Anyway, this morning I woke to the sound of rain on the roof.  I love that sound, except when I know it's also cold and my horse doesn't have his rain sheet on!  I had a farrier appointment scheduled at 10am, but I headed out to the barn early, figuring Panama would be wet and shivering.

And he was.  I put him in the cross ties (covered, thank heavens), toweled him off, and put his cooler on him.  Of course, he was tense from shivering, so everything was ten times as scary as usual, and he hadn't seen the cooler since last spring.  He did pretty well with it, but he humped his back up like a camel's when I put it on.

Then I brought out the hair dryer.  Oh boy.  He hadn't seen that since last winter, either!  Again, he did pretty well, other than doing his camel impression again (he's ticklish).  By the time I got him nearly dry, the farrier had arrived.

Panama was still jumpy and jittery during his trim, so when the farrier was done, I took him into the indoor arena to lunge him.  I was thinking about riding, but I wanted to see first what kind of ride I'd be getting!  First, though, I let him roll.  We aren't supposed to let the horses loose in the indoor arena, but Panama isn't accustomed to rolling on a line, so he pawed the sand a little and then walked up to me and stuck his nose in my chest.  Perfectly obvious what he was asking!  So I broke the rules a little and unclipped the lunge line.  He promptly rolled, and then very obligingly came back to have the line clipped onto his halter again.

Lunging went well.  He was definitely hyper at first, and even bucked once on the lunge line, tentatively — I laughed but didn't otherwise encourage that behavior, because I rather like it that he differentiates between work-running and play-running.  He settled down in a reasonable time frame, though, and I started thinking I would still ride.

But before I took him back to the cross ties to tack up, I noticed some blood on one front fetlock.  I'd actually noticed it before the farrier arrived, but it looked like more blood this time, so I decided to take him into the wash rack to clean it out and make sure it wasn't anything that needed my attention.

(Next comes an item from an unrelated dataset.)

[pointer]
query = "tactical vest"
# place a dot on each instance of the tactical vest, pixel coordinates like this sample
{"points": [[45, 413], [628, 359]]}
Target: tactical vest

Easier said than done.  We haven't gone in and out of the wash rack regularly since last winter, and Panama wasn't having any of it.  It took probably half an hour just to get him all the way into the wash rack, and then he flipped out as soon as I hooked him up to the cross ties — I'm so glad he's not quite big enough or strong enough to easily rip a cross tie out of the wall, because he tried — twice.  Once he relaxed a little, I hosed off the fetlock, making sure the water wasn't too cold (to clean the blood a little more easily, and because I didn't want to cause another meltdown — Panama hates cold water).

Naturally, it was just a little scrape — he probably just slipped in the mud in his corral.  Of course, now that he'd had his meltdown in the cross ties, I couldn't just take him out of the wash rack without working on walking in and out some more.  It probably took another half an hour, but I didn't quit for the day until I got him to the point where he was following me in, turning around, and following me out (rather than stepping in and backing out in a panic).  He was still nervous, but he did it without hesitation, so I called it a day.

I'm disappointed I didn't get to ride, but I guess I gave him enough exercise (lunging) and mental stimulation (the wash rack) that the day probably wasn't a total waste.  I know that when you work with horses, you have to be willing to scrap your plans sometimes and work on what comes up — and I think I'm pretty good about doing so when I need to.  But that doesn't mean I don't feel disappointed for being unable to do what I wanted to do!